Tarrafal était appelé « le camp de la mort lente », à l’époque où la dictature salazariste du Portugal y expédiait ses opposants, militants de gauche, indépendantistes des colonies africaines, objecteurs de conscience contre les guerres coloniales, de 1937 à 1974. Il a été fermé après la révolution des oeillets.

J’essaye de faire quelques croquis de détails, de la cuisine, du cachot, tandis que Pekka prend des photos. Un second gardien arrive, et à la fin de la visite, il arrive à nous mettre en marche la vidéo, et nous regardons un court documentaire historique sur le bagne.

A la tombée de la nuit, nous visitons rapidement le petit musée installé dans le baraquement surélevé que j’avais remarqué en arrivant. Malheureusement, il fait trop sombre pour bien en profiter. Il faudra revenir demain.

Le chemin du retour se fait dans le noir, par la même route, dangereuse pour les piétons. Pekka me parle de ses voyages en Afrique australe, notamment en Zambie, et me raconte que la principale cause de mortalité des européens en Afrique n’est pas la violence, ni la maladie, ni les serpents ou autres animaux, mais les accidents de la route.

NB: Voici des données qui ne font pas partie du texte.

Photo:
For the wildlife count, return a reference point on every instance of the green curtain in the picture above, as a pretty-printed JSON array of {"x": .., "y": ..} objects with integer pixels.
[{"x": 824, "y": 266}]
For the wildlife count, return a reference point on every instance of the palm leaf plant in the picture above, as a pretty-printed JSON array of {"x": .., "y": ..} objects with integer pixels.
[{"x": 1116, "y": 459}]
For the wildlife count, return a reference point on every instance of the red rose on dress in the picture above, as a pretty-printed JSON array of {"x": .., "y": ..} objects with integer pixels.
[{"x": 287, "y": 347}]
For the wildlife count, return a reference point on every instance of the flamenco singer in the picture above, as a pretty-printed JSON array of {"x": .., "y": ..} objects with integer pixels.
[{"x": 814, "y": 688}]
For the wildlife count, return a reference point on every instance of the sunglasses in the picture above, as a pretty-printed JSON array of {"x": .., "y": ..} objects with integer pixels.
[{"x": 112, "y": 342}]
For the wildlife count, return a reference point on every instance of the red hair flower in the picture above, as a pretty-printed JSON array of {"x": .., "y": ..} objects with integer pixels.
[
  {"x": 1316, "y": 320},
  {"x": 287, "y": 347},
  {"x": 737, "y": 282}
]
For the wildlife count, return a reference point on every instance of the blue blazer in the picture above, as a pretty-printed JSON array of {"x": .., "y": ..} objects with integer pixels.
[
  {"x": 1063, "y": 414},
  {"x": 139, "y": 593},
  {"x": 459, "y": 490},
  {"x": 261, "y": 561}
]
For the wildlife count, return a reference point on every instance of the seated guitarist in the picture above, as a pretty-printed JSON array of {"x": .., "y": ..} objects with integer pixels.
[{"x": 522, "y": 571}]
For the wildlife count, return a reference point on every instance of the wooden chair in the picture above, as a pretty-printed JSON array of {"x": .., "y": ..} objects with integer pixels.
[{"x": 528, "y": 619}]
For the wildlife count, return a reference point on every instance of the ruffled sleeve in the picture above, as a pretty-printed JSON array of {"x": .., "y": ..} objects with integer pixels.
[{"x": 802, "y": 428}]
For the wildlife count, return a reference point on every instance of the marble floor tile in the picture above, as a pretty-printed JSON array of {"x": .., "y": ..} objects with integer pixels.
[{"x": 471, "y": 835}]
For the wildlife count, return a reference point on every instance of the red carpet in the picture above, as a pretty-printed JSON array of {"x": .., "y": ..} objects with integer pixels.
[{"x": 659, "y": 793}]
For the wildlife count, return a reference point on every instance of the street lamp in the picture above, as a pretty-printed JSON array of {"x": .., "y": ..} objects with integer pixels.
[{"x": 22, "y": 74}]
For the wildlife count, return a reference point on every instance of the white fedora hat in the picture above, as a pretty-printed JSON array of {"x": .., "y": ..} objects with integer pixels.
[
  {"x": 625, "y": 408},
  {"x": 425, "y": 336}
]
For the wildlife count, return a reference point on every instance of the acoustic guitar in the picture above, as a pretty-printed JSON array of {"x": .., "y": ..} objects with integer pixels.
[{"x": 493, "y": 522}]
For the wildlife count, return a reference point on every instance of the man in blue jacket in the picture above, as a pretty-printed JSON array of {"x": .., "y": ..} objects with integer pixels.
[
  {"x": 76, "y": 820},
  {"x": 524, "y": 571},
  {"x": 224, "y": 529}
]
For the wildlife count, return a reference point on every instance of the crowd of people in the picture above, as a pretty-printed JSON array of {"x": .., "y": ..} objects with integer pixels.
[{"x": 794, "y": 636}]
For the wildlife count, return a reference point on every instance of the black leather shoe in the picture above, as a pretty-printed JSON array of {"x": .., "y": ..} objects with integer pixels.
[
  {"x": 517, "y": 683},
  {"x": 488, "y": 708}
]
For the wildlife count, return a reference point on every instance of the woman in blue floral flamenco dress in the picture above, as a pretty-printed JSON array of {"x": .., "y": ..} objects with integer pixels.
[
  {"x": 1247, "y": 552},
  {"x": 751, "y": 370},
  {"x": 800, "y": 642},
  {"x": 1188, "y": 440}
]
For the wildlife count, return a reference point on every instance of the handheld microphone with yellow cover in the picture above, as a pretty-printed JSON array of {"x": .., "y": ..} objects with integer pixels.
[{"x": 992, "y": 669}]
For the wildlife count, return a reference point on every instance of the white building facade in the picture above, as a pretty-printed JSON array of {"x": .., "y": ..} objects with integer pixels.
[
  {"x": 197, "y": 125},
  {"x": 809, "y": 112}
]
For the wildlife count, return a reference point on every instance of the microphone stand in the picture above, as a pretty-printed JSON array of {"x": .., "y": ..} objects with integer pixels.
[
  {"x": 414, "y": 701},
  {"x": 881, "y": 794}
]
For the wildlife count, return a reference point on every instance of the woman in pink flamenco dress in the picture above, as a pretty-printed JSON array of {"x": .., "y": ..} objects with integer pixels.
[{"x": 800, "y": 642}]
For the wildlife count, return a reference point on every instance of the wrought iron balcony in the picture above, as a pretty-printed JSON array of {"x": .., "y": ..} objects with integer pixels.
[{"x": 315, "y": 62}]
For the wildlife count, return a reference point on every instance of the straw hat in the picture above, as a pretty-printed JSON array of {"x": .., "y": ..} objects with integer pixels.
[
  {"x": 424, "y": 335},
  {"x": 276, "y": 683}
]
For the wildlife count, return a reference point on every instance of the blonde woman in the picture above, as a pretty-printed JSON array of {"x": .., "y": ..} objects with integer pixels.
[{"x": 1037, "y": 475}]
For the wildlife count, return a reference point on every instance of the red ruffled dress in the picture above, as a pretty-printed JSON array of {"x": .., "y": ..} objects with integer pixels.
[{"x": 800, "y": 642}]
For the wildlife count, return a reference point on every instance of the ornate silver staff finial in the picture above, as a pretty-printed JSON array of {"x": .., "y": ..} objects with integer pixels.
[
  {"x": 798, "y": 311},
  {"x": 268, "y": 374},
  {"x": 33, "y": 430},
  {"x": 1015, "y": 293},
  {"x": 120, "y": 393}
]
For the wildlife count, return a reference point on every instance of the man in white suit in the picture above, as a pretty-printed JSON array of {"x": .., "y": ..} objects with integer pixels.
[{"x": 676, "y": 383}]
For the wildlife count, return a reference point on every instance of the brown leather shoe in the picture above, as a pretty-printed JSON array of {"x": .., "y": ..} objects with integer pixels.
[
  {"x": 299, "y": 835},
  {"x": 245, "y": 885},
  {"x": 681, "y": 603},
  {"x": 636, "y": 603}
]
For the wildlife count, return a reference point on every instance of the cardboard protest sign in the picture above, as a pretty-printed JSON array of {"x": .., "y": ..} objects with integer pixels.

Malgré cela, nous arrivons sains et saufs à Tarrafal, et nous allons boire ensemble à la terrasse d’un petit bar où nous sommes les seuls clients. Il m’explique qu’il écrit des livres sur ses voyages dans les régions sauvages de Finlande. Pour le premier, il a navigué sur la rivière Oulujoki, seul, à l’aviron. Je lui avoue à mon tour que j’écris, que j’attends le verdict des éditeurs, mais j’ai le plus grand mal à lui expliquer en portugais de quoi parle mon roman.

Je l’accompagne jusqu’au restaurant de l’hôtel où nous nous sommes rencontrés, mais je n’y reste pas, je ne vais pas manger ce soir. Je retourne faire un tour dans le centre de Tarrafal, en quête de musique, mais je vais bientôt me coucher, un peu déçu.